# RPM Challenge 2008



## Guest (Feb 9, 2008)

Anyone else having a stab at this? It's actually my second year attempting it. Didn't finish last year  But I'm just over 10 minutes in this year so there's hope plus: we get an extra day.

You can check out the challenge here: http://www.rpmchallenge.com/

And my completed tracks are here: http://www.rpmchallenge.com/component/option,com_comprofiler/Itemid,296/


----------



## Guest (Feb 19, 2008)

Past the half way mark. No other GC forumites doing the challenge? I put the finishing touches on track four today, Blossom. My wife took the baby out for the afternoon so I'd have a little time to record without using headphones. Very nice change. I think the last link I posted to my tracks may have been wrong, so here they are on my own site:

http://ian.coastpedalboards.com/index.php?option=com_content&task=blogcategory&id=26&Itemid=35


----------



## Vincent (Nov 24, 2007)

Looks interesting...does it matter what type of music people play...just wondering...I also like that site you have your tunes on...did you do that yourself and if so how do you get themp3's to play on your site...Im building my own site however Ive searched around for players to put on site however I like how yours is done...nice recordings as well.

Im using mp3.com to post my stuff however I find that site a bit slow.

Ive written 3 or 4 songs so far this month however "Way It Goes" Is my latest and probably my best so far...kind of new to recording and have a lot to learn.

My Tunes
http://www.mp3.com/artist/travelers-tale/summary/?tag=login;myartists;1


----------



## Guest (Feb 19, 2008)

Vincent said:


> Looks interesting...does it matter what type of music people play


Doesn't matter one bit at all. You want to write a one note sonata: go right ahead. A old tyme rag: it's on. A ten penny opera: go for it! An entire album of surf times: ride the wave of creation. It's not a competition. There's no judging at the end. No prizes given out. Nada. It's just about creating an album. Your album. All that matters is the songs are previously unreleased (as in not covers of other people's tunes or previously released works you've recorded for labels).
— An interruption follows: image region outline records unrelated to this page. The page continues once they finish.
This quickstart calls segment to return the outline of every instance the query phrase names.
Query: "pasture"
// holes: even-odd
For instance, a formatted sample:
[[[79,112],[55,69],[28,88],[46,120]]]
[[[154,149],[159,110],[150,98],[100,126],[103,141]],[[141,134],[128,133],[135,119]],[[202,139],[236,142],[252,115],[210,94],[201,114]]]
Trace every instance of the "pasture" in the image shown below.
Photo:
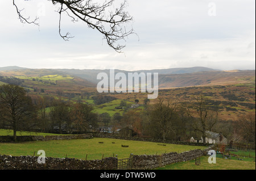
[[[102,143],[103,142],[103,143]],[[122,147],[129,145],[129,147]],[[181,153],[186,150],[205,148],[181,145],[158,145],[156,142],[129,141],[112,138],[52,140],[47,141],[28,141],[24,142],[0,143],[0,154],[36,155],[37,151],[43,150],[46,157],[75,158],[85,159],[100,159],[102,157],[118,155],[119,159],[129,158],[130,154],[161,154],[171,151]]]
[[[201,157],[201,165],[196,165],[195,160],[180,162],[158,168],[158,170],[255,170],[253,160],[242,161],[216,158],[216,163],[209,163],[208,157]]]

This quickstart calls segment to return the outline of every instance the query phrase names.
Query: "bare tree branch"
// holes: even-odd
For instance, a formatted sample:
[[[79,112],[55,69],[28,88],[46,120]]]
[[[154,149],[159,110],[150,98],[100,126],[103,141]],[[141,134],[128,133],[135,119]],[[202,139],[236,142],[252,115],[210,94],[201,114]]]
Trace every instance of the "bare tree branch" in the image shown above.
[[[25,0],[26,1],[26,0]],[[120,41],[126,41],[126,38],[130,35],[135,33],[131,27],[127,30],[129,23],[133,21],[133,18],[125,11],[127,7],[126,0],[123,0],[119,7],[113,10],[114,0],[105,0],[100,3],[97,0],[47,0],[51,1],[54,6],[59,5],[57,12],[60,14],[59,20],[59,31],[60,36],[65,40],[68,40],[70,33],[65,35],[61,33],[61,15],[66,14],[73,22],[80,20],[85,22],[89,28],[97,30],[104,36],[108,44],[117,52],[122,52],[121,50],[125,45],[118,43]],[[19,18],[22,23],[34,23],[38,25],[35,20],[29,22],[29,18],[25,18],[20,14],[13,0]]]
[[[25,0],[26,1],[26,0]],[[30,17],[28,16],[28,18],[24,18],[23,16],[23,15],[22,15],[21,12],[23,10],[24,10],[23,9],[22,10],[19,10],[17,6],[15,4],[15,0],[13,0],[13,5],[15,7],[16,9],[16,11],[17,11],[17,14],[18,14],[18,16],[19,17],[19,20],[20,20],[20,22],[22,23],[28,23],[28,24],[34,24],[36,26],[39,26],[39,24],[38,24],[38,23],[36,23],[36,21],[38,20],[38,18],[36,17],[35,19],[33,20],[33,21],[30,21]]]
You can use old stuff if you like. The contest encourages you to use stuff you've written in the month, but whatever. No one is judging you. (I actually polished off that disaster fuzz clip and am leading off my album with it)



> I also like that site you have your tunes on...did you do that yourself and if so how do you get themp3's to play on your site


Thanks. Yes, I run my own site. The main Coast Pedal Boards site is all hand written (Dreamweaver templates actually) PHP I maintain, but my personal side to the site is run with Joomla! -- a very nice CMS. The MP3s are streamed using the excellent Mini MP3 Mambot for Joomla. I just noticed v2.2 is out...I'll have to upgrade. I'm still running 1.somethingorother!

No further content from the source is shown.